M A I N   N E W S

India to provide evidence to Pak
Mumbai train blasts
Girja Shankar Kaura
Tribune News Service

New Delhi, October 1
Pakistan may deny the hand of the ISI and terror groups based on its soil behind the recent Mumbai train blasts but India today said that it would provide Pakistan with evidence to prove the same.

Taking charge as the Foreign Secretary, Mr Shiv Shankar Menon, questioned how Pakistan could deny the involvement of the ISI and Pakistan-based terror groups without looking at the evidence.

He said India would give evidence to Pakistan and “judge it by its actions and not words.” He said India was ready to present the evidence, but at the right time and the right place.

Reports suggest that Mr Menon will place the proof on the table when he meets his Pakistan counterpart in Delhi next month.

The Mumbai Police had yesterday blamed the ISI for masterminding the blasts and said these were executed by activists of the Lashkar-e-Toiba and SIMI.

Mr Menon, a 1972 batch IFS officer, has taken over from Mr Shyam Saran. “We will see what Pakistan does about the evidence and see what its reaction is,” Mr Menon said.

Analysts and the BJP have called the new joint anti-terror mechanism between India and Pakistan as Dr Manmohan Singh’s biggest foreign policy gamble. Mr Menon’s statement in that backdrop can be seen as tough words from the country’s top diplomat. “Success or failure of this mechanism will depend on what action Pakistan will take,” he said.

The Indo-Pak equation isn’t the only issue worrying the foreign policy establishment. The Indo-US nuclear deal is now stuck at the US Senate.

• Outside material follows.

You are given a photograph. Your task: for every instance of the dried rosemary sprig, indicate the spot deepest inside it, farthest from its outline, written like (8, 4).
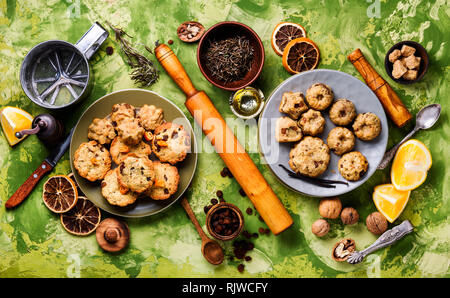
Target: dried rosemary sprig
(144, 71)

On the civil nuclear deal, he said it enjoyed bipartisan support in the US and hoped for the early passage of the Bill by the Congress. “We have made this clear on previous occasions as well,” he said.

Late last night, Democrat Senators put new riders on the legislation to allow nuclear trade with India. The worry now is that it could be a potential deal breaker as the Congress goes to mid-term elections in November.

India’s optimism will be tested when Mr Saran, who is now an envoy on the deal, meets his counterpart Nicholas Burns in Delhi later this month in this regard.